Court throws out benefit cuts appeal

Campaigners vowed to keep on fighting yesterday after the Court of Appeal upheld the legality of the government's vicious benefits cuts.

Dismayed activists rallied outside the Royal Courts of Justice as judges decided that the hated bedroom tax and benefit cap were not unlawful.

Opponents of the draconian cuts have said they are pushing people to "breaking point," while Christian leaders warned that they were forcing thousands of people to use food banks.

But Master of the Rolls Lord Dyson rejected a two-pronged legal challenge yesterday, saying the court could only intervene if the measures "were manifestly without reasonable foundation."

That test was not satisfied, he said, and therefore both challenges must fail.

The bedroom tax, introduced in April last year, slashes housing benefits to tenants in social housing for "under-occupancy."

Those deemed to have one bedroom spare see payments cut by 14 per cent while those with two or more spare rooms have 25 per cent of their housing benefit cut.

Campaigners say the regulations have had a "devastating" impact on many people by imposing an "excessive and unfair burden" and fail to reflect the requirements of disabled people.

In the benefit cap case, it was argued that the policy is having a particularly harsh impact on women fleeing domestic violence - and their children - threatening to trap them in abusive relationships.

The case was brought by two lone parents forced into temporary accommodation in London, and one each of their children.

Lawyers for disabled people affected by the spare bedroom policy said they were "baffled" by yesterday's ruling as it fails to provide legal protection for people with disabilities.

National Housing Federation policy head Kevin Williamson said: "Disabled people across the country are being forced to cut back on food and heating to pay the bedroom tax.

"The government said discretionary housing payments would protect them but one in three disabled people who applied for it were turned down.
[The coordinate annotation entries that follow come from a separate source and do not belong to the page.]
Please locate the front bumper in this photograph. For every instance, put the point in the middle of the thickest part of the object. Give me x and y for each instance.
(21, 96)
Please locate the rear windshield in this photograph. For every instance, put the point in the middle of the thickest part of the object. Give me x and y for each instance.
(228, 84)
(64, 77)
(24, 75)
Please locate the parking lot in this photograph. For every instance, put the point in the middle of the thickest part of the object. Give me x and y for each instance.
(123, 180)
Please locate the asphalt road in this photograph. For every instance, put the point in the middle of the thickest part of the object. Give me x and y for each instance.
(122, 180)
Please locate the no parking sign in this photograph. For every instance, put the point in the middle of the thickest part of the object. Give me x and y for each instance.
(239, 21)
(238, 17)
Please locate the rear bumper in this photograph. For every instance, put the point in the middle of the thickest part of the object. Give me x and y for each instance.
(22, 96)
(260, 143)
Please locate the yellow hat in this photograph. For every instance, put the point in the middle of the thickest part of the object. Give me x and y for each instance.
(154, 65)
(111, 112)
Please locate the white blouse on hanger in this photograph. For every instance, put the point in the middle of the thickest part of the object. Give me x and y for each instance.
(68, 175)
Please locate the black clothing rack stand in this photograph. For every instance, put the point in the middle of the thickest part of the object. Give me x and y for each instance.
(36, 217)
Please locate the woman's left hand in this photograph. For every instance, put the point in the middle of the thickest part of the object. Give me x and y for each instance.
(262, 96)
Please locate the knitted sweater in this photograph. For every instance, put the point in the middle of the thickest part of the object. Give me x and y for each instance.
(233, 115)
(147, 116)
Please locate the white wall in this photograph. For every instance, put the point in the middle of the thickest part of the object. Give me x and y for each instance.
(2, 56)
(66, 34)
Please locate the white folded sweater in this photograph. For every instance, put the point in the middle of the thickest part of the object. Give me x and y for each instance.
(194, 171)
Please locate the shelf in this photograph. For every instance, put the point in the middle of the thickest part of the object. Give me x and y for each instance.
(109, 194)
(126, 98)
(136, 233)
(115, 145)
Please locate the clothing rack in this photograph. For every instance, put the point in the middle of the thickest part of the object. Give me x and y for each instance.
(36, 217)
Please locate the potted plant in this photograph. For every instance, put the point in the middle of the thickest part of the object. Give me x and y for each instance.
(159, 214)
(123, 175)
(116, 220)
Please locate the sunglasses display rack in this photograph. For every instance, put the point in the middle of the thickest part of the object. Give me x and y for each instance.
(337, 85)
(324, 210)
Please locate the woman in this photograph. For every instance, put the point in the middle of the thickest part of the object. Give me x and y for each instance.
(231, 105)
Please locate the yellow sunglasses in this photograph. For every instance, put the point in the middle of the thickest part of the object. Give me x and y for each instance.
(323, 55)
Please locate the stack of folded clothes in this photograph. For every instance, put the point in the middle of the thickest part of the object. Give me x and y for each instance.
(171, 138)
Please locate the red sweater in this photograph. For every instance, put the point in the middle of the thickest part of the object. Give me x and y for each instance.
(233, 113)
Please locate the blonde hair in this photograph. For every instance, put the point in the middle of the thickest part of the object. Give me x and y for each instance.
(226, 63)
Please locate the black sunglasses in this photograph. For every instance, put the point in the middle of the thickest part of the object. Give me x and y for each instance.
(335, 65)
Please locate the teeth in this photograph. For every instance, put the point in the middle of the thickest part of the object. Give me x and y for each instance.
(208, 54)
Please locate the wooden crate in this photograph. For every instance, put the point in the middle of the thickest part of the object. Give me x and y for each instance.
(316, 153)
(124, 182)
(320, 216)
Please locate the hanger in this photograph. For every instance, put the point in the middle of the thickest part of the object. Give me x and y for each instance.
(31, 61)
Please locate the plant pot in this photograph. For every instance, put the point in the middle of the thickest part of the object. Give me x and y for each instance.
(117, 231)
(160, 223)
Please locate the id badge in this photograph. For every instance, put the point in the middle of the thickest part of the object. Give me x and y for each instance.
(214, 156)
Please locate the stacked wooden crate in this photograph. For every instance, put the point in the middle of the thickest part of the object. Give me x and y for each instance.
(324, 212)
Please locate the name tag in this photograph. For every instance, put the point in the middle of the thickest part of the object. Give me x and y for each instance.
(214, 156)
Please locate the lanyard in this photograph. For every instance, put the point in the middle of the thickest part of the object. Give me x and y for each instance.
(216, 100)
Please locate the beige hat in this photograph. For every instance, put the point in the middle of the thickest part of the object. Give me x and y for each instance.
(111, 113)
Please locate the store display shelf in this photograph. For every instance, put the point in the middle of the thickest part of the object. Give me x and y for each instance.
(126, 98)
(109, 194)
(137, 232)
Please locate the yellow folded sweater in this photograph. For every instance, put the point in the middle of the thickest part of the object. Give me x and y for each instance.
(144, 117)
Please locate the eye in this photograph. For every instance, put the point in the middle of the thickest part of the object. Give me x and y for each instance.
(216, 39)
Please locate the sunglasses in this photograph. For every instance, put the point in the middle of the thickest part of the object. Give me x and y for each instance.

"This judgement does not change the fact that the bedroom tax is a flawed and unfair policy that won't achieve what the government hopes it will.

"The only fair solution is to scrap the bedroom tax now."

Lawyers for the lone parents warned that the cap not only has "devastating consequences for individual children but serious financial costs as the fallout impacts on other public services" including education and the justice system.